Qualitatively identify the crucial issues being faced by the management. Based on your judgment, prepare a list of the most important questions that matter.
The Issues Faced by the Management of Store24 and the most important questions are as follows:
The analysis of the COO of Store 24 showed that manager and crew tenure in the top ten most profitable stores was almost four times the level of manager and crew tenure in the least profitable stores
Increasing Manager and Crew Tenure is a priority to the CEO and the Founder Bob Gordon.
Deciding and giving bonuses as per Crew Retention Rate of the Manager policy is implemented .
Many of the stores have low levels of tenure.
Increasing tenure in most stores may have a relatively large impact on financial performance since managers and crew are developing new skills on a daily basis.
The stores in the sample appear to be widely geographically disbursed, complicating site-location factors.
Lot of Variance in the data.
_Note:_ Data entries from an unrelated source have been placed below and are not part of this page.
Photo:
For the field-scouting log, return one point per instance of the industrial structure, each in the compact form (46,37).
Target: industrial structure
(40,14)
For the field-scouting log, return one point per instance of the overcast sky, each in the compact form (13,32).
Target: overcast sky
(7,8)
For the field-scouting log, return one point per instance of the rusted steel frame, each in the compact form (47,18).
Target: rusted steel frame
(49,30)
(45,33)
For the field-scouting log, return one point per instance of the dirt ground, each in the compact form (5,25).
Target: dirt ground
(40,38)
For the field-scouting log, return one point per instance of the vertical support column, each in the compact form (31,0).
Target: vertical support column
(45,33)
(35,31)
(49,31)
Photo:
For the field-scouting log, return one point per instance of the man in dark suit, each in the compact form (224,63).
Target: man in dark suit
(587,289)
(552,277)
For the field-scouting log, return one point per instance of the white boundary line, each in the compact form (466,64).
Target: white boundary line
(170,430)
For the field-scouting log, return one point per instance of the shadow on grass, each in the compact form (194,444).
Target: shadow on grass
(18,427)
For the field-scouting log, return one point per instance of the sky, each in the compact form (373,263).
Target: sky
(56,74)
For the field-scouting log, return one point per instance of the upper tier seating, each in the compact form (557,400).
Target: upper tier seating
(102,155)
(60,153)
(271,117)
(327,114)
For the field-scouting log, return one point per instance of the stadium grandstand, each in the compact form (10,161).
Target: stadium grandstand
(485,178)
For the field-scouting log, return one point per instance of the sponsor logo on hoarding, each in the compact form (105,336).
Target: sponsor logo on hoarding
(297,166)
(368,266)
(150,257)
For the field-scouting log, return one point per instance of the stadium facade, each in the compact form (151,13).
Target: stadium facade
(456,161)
For Eg. population within a half-mile radius ranges from a low of 1,046 to a high of 26,519.
The Management wondered how to incorporate all of this new information into a single coherent analysis
Download and review the Store24.csv data file associated with this case. You may open it in Excel for convenience. Using R, read the data into a data frame called store.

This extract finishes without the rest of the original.